While the magazine was in its infancy, Temple was at her most popular as a child star, and we reported on her with a lighthearted earnestness.
Newsweek chronicled the pint-sized star’s early birthdays, noting on what was reported to be her 8th in 1937 that she was not only the biggest attraction at the box office, but that her aspiration was to “own a pie factory when she grows up.”
It came out later that Temple’s mother lied about the girl’s age, so, like the rest of the press at the time, Newsweek’s reports missed her correct age by a year. In 1938, Newsweek reported that she was raking in an estimated $15,000 each week. But there seemed to be no cause for concern that she was going to sink all that money into a bid to actually buy herself that pie factory—“a large share” of the child’s funds were “being held in trust in the California bank of which her father is manager.”

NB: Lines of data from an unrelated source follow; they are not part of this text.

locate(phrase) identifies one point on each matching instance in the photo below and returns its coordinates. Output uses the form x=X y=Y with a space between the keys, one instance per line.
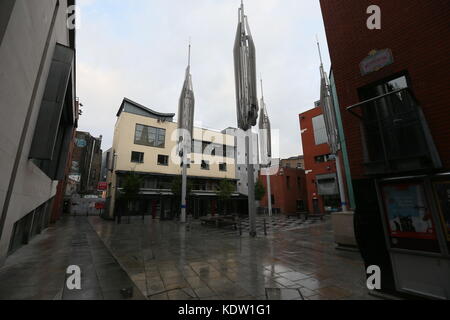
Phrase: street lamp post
x=246 y=101
x=266 y=146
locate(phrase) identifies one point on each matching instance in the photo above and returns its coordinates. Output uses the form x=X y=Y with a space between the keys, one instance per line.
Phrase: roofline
x=140 y=106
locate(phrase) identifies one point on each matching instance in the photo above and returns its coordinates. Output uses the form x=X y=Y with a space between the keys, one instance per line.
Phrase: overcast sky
x=138 y=49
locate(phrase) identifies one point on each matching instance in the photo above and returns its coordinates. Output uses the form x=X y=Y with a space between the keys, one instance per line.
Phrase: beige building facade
x=145 y=143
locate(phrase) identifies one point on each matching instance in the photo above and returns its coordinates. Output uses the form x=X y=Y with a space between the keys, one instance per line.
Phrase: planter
x=344 y=232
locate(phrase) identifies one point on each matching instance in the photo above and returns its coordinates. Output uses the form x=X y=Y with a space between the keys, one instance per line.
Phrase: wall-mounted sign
x=102 y=186
x=376 y=60
x=75 y=178
x=80 y=143
x=443 y=196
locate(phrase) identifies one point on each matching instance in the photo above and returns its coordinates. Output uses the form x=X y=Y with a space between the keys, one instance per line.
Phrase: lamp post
x=246 y=101
x=265 y=139
x=186 y=110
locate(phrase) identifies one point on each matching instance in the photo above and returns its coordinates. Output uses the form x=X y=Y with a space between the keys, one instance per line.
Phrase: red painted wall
x=310 y=151
x=286 y=197
x=418 y=33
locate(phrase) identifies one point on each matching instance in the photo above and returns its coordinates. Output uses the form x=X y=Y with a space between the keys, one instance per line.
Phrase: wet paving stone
x=222 y=264
x=283 y=294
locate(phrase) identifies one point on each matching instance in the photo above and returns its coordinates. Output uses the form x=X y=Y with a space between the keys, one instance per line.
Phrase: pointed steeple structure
x=186 y=107
x=245 y=74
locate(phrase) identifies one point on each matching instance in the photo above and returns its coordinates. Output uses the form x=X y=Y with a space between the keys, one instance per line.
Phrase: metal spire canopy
x=327 y=105
x=245 y=74
x=186 y=108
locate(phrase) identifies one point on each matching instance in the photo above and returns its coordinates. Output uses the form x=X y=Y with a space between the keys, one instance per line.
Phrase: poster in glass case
x=408 y=213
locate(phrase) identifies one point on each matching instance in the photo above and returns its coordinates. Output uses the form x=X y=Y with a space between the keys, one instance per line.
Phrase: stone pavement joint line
x=38 y=270
x=170 y=261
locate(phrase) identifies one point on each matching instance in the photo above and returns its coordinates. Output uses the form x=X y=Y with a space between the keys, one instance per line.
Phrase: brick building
x=85 y=170
x=288 y=189
x=320 y=167
x=392 y=87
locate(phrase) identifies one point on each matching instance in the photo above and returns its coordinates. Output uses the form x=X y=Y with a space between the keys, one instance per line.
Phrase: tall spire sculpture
x=329 y=113
x=246 y=101
x=265 y=139
x=186 y=109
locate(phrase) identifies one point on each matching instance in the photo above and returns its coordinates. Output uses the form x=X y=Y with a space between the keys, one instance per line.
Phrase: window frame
x=163 y=164
x=156 y=139
x=141 y=157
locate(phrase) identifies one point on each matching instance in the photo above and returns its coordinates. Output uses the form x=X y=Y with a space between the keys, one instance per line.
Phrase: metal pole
x=341 y=183
x=90 y=163
x=269 y=192
x=183 y=187
x=251 y=184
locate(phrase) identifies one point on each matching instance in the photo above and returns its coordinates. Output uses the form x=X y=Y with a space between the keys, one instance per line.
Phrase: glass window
x=163 y=160
x=150 y=136
x=137 y=157
x=205 y=165
x=410 y=222
x=320 y=130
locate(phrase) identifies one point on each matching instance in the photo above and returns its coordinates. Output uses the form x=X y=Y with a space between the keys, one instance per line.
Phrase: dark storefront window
x=395 y=135
x=443 y=198
x=205 y=165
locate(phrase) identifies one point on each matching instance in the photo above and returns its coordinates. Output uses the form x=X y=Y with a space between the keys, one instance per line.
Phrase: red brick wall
x=310 y=151
x=286 y=198
x=418 y=33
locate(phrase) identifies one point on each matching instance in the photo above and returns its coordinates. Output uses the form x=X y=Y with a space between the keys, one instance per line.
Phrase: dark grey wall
x=6 y=7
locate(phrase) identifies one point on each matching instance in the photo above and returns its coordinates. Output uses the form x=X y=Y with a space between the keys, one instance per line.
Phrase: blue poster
x=407 y=211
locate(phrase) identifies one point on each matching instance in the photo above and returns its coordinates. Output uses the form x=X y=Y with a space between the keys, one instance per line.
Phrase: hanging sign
x=376 y=60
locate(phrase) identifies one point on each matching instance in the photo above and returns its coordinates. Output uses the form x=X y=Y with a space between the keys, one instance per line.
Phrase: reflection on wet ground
x=167 y=260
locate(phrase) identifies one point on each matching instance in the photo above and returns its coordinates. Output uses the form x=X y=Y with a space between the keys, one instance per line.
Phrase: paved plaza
x=37 y=271
x=163 y=260
x=297 y=260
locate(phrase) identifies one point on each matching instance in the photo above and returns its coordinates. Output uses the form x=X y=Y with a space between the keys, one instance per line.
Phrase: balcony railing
x=396 y=137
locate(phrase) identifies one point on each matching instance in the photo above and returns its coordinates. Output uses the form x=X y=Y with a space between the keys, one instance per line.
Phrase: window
x=396 y=137
x=323 y=158
x=205 y=165
x=187 y=166
x=150 y=136
x=320 y=130
x=163 y=160
x=301 y=206
x=137 y=157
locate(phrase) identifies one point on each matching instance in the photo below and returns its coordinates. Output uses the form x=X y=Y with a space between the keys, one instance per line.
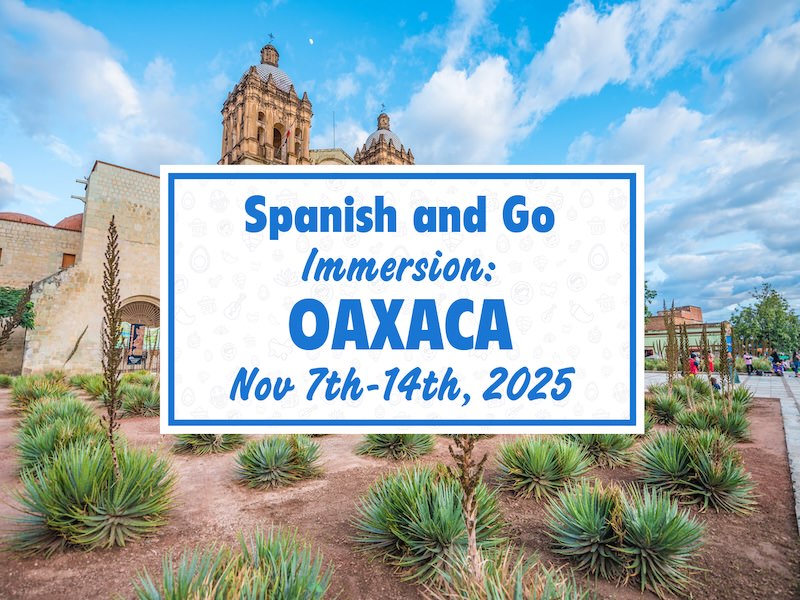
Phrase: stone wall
x=32 y=252
x=70 y=301
x=11 y=353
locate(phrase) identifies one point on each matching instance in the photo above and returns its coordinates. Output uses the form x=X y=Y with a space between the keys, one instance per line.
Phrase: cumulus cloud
x=58 y=72
x=462 y=117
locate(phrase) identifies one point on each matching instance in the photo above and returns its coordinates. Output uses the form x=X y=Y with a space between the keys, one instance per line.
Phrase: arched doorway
x=141 y=318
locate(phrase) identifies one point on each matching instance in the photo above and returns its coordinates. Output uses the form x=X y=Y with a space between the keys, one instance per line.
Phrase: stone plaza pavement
x=787 y=390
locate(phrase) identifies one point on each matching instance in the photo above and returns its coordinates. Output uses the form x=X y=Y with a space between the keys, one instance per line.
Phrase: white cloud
x=587 y=51
x=63 y=80
x=460 y=117
x=20 y=198
x=469 y=16
x=6 y=184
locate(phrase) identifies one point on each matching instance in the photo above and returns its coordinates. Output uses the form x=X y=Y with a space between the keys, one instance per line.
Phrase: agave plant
x=277 y=461
x=664 y=461
x=139 y=400
x=27 y=389
x=606 y=449
x=539 y=467
x=742 y=398
x=660 y=541
x=275 y=565
x=507 y=575
x=75 y=500
x=584 y=524
x=139 y=378
x=54 y=427
x=207 y=443
x=396 y=446
x=413 y=519
x=665 y=407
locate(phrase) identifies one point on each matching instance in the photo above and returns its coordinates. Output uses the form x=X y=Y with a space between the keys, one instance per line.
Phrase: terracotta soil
x=754 y=556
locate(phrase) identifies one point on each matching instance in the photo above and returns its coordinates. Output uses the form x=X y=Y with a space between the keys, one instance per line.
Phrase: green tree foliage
x=649 y=296
x=769 y=318
x=9 y=299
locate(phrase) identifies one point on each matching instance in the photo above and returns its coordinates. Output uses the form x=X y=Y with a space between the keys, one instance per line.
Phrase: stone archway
x=141 y=319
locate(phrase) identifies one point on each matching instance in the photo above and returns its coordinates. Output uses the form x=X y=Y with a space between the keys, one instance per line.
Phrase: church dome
x=73 y=223
x=383 y=130
x=269 y=66
x=21 y=218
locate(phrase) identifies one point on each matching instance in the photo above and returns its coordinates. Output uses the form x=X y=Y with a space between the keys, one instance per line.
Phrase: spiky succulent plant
x=540 y=466
x=413 y=520
x=207 y=443
x=75 y=500
x=584 y=524
x=278 y=460
x=396 y=446
x=606 y=449
x=272 y=565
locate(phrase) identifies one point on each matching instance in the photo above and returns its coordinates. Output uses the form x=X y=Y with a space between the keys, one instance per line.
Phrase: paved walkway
x=787 y=390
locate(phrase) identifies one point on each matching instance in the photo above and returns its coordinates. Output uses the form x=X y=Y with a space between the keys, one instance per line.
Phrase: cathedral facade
x=264 y=122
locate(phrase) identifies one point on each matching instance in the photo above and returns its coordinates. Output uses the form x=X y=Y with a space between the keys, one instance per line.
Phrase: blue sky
x=704 y=94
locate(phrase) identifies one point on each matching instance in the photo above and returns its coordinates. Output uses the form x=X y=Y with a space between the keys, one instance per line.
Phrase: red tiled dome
x=72 y=223
x=20 y=218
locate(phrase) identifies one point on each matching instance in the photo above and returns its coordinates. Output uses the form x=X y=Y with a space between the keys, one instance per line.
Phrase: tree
x=769 y=318
x=16 y=309
x=649 y=296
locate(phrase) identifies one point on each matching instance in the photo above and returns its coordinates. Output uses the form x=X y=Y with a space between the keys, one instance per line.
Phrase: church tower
x=264 y=122
x=383 y=147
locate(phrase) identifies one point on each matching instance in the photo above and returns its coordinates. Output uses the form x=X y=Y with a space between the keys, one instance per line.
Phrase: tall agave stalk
x=724 y=363
x=468 y=471
x=112 y=329
x=673 y=355
x=14 y=320
x=705 y=349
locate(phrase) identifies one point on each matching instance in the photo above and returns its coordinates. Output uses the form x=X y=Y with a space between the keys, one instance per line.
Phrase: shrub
x=664 y=461
x=665 y=407
x=139 y=400
x=395 y=445
x=94 y=385
x=538 y=467
x=413 y=520
x=584 y=524
x=639 y=534
x=718 y=414
x=139 y=377
x=53 y=424
x=507 y=576
x=277 y=461
x=274 y=566
x=74 y=500
x=27 y=389
x=606 y=449
x=207 y=443
x=660 y=541
x=742 y=398
x=700 y=467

When the box-office sensation was 10 (actually 11) in 1939, Newsweek dutifully informed its readers that she weighed in at 75 pounds and had grown two inches in the last year, and now stood a good 4.5 feet tall. But that light-hearted item is contrasted with a reminder of the sinister events in the rest of the world.
The news blurb that immediately follows it announces that Adolf Hitler, “Fuhrer of the Reich,” turned 50 just seven days after little Temple.